Selected frames from test volumes. (a) Frame 25 from an optimal volume, capturing all the required features for adequacy. (b) Frame 45 from an inadequate volume, showing a curved ilium. (c) and (d) are frames 23 and 51 from one adequate volume, demonstrating an example of how the required features are not all found in a single frame.

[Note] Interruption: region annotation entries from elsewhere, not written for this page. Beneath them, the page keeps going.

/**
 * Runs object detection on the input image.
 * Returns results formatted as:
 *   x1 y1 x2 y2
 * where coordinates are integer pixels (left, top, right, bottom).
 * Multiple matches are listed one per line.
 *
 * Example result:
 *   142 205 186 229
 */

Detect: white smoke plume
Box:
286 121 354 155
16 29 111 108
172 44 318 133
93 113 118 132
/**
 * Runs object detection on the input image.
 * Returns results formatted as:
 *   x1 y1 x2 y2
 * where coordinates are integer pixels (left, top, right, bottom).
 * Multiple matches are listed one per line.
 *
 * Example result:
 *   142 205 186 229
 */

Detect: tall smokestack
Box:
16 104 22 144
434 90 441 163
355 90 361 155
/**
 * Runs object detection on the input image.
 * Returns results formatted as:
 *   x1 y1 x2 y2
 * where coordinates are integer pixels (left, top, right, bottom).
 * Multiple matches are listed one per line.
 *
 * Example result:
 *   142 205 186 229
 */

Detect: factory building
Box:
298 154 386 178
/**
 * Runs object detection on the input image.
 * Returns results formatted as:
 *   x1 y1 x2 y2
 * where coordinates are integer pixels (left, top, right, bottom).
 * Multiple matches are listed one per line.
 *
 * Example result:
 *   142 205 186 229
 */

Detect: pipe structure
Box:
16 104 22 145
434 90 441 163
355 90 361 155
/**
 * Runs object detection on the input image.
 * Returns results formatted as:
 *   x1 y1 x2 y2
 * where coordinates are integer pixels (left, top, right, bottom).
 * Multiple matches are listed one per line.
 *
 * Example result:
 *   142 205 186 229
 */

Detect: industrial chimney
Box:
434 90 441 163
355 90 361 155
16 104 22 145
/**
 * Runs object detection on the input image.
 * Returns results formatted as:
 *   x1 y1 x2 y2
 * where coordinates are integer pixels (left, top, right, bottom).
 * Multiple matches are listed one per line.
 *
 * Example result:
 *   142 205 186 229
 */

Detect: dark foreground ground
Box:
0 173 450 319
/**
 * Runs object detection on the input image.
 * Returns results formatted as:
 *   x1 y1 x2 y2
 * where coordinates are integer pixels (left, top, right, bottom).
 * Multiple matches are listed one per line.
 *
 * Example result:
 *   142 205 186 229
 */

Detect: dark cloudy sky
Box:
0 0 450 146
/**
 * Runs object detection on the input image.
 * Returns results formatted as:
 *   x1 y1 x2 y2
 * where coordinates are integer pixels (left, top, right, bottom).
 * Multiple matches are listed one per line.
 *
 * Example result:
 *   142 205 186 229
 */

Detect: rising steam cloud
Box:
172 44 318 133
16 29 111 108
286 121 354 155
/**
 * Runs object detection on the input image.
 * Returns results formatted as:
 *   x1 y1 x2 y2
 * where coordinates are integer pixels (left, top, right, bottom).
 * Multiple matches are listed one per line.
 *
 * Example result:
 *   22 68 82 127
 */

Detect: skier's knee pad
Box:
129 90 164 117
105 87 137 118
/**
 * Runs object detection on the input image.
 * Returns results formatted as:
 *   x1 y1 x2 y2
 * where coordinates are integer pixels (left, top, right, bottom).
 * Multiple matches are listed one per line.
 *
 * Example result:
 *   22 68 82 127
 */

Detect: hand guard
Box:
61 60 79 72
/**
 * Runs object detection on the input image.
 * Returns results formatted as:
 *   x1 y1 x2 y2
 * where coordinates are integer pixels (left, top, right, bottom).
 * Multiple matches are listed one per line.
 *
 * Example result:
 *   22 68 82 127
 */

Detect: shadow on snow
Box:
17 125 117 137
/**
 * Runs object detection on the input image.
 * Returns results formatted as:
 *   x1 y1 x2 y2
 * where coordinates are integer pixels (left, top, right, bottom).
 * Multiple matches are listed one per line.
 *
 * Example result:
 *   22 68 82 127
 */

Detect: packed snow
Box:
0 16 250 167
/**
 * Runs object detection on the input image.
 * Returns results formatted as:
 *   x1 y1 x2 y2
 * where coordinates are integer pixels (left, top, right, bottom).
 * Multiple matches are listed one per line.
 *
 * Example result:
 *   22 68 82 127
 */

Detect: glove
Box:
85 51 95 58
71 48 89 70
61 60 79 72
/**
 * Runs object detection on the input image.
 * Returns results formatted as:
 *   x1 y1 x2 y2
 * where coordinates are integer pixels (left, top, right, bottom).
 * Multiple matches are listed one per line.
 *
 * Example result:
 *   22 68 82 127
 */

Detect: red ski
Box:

Runtime. Leveraging the GPU-based implementation of neural networks by TensorFlow, the trained model was able to perform a classification of an input US volume in one second, a time suitable for clinical workflow. This time was achieved on a Intel(R) Core(TM) i7-7800X 3.50 GHz CPU, with a NVIDIA TITAN Xp GPU and 64 GB of RAM. For comparison, our expert radiologist (experienced in DDH diagnosis with 2D scans) took an average of 10–40 s to classify one volume.

4 Conclusions

We presented a technique for fully automatic scan adequacy assessment of 3D US volumes for DDH. We developed a list of criteria defining the features required for diagnosis, proposed a neural network architecture comprising convolutional recurrent layers for robust classification, and validated our model on real pediatric data. Our volume classification agrees well with an expert’s manual classification with an average processing time of one second, which is suitable for clinical use. Considering the small size of the training data, we expect better performance as our dataset continues to grow with scans from more patients and a variety of US machines. Future work will include expanding the size of our training set and investigating the differences in reliability and task time between novice and experienced sonographers/surgeons using our setup. We expect real time automatic US scan adequacy assessment to have significant clinical impact with the potential to help in imaging standardisation of 3D US for DDH. Currently, there is no universal screening for DDH in North America due to the high cost of experienced personnel needed for scan acquisition. In future, an automatic assessment tool may potentially reduce DDH screening costs by allowing personnel other than highly trained radiologists or surgeons to obtain reliable 3D US scans suitable for diagnosis and thus make universal DDH screening possible.